Mulheres que conversam com lobos

Não sei se havia conseguido convencer o lobo, que continuava no meio do caminho que eu teria que passar para sair do templo de Vana, me encarando com seus olhos amarelos. Eu já estava pensando se havia algo na minha cesta de amostras que pudesse usar contra aquela fera, quando ouvi um pigarro vindo do poço às minhas costas. Quando me virei, ali estava Peter Key, torso nu suado, os cabelos escuros presos num rabo de cavalo, acabando de galgar as escadas entalhadas na pedra. Estendi-lhe a mão para ajudá-lo a sair do buraco, embora ele obviamente não precisasse de ajuda. Mas o lobo devia se convencer de que éramos amigos, e que eu não estava ali como espiã da "Feiticeira da Torre".

- Ei, Grogan! - Exclamei com falsa intimidade. - Eu estava aqui, esperando que você voltasse, e me entretive conversando com seu amigo, o ...

- Rasso - apresentou-se finalmente o lobo.

Peter Key - ou Grogan, para os lobos - franziu a testa.

- Pelo visto, foi uma conversa longa; já sabe até o meu nome verdadeiro!

- O Rasso me contou coisas muito interessantes, sobre a Savana Vana, a deusa Vana, e sobre a sua mestra, a Feiticeira da Torre - prossegui. - Mas será que já não está na hora de voltarmos? A Sybell pode ficar desconfiada e vir ver o que estamos fazendo...

Peter Key enxugou o suor da testa com as costas da mão e fez um gesto negativo.

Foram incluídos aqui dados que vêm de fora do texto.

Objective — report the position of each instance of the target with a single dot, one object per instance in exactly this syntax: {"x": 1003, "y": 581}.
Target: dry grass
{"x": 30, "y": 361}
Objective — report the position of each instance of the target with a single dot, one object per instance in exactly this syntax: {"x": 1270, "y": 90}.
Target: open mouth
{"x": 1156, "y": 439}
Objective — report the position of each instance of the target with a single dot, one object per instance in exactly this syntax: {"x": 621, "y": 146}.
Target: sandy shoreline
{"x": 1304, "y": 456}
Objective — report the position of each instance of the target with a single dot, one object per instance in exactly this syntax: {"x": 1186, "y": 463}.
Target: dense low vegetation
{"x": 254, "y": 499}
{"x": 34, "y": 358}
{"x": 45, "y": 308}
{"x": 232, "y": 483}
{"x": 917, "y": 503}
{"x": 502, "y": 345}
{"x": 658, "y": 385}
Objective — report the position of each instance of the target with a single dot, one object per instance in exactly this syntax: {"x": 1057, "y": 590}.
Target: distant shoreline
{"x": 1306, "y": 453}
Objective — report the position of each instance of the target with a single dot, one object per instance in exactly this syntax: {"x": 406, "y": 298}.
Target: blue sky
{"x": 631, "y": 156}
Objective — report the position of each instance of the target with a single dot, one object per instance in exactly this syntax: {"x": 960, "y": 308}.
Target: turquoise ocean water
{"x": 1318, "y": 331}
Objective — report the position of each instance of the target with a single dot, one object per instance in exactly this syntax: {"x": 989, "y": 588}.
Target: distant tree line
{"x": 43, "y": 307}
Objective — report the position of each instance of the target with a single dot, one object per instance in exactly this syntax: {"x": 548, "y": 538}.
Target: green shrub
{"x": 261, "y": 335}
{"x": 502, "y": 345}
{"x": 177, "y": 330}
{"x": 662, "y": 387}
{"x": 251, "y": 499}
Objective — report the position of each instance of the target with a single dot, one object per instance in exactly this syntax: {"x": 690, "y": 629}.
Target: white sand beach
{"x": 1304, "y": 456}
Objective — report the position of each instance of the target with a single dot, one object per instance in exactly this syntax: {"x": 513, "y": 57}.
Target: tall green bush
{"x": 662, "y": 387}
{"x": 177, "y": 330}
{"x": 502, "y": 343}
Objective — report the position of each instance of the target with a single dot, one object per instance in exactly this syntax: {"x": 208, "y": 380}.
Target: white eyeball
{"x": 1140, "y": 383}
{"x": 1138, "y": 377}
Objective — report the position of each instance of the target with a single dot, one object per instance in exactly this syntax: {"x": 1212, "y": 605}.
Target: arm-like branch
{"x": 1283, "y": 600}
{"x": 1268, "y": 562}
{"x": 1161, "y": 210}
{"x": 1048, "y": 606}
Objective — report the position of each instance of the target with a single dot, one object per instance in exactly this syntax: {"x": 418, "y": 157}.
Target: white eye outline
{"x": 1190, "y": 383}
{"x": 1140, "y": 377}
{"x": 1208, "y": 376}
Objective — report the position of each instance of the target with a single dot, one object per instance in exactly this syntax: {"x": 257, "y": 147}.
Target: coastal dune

- Minha mestra nunca sai da torre enquanto está aqui, mas entendo o que quer dizer.

- Ela pode mesmo nos ajudar, Grogan? - Inquiriu o lobo, meneando a cauda.

Peter Key balançou afirmativamente a cabeça:

- A mestra a invocou para vir até aqui, e ela chegou num carro voador - declarou, me encarando com admiração. - O cocheiro perguntou se queria que viesse buscá-la depois, e Portia disse que não precisava. Deve ser uma feiticeira muito poderosa, para ter esse tipo de magia à disposição...

"A magia do aplicativo", pensei, empinando o peito. Mas era bom ouvir o descamisado enchendo a minha bola; se Sybell não desse o devido valor ao seu homem-lobo, eu já tinha planos para ele quando voltasse para casa.

- Sua mestra já lhe falou como é o mundo de onde ela veio? - Indaguei, apalpando sem muita cerimônia um bíceps do rapaz.

- Ela diz que lá é muito barulhento - ponderou ele, me encarando com a mão no queixo. - Que certamente eu não iria gostar.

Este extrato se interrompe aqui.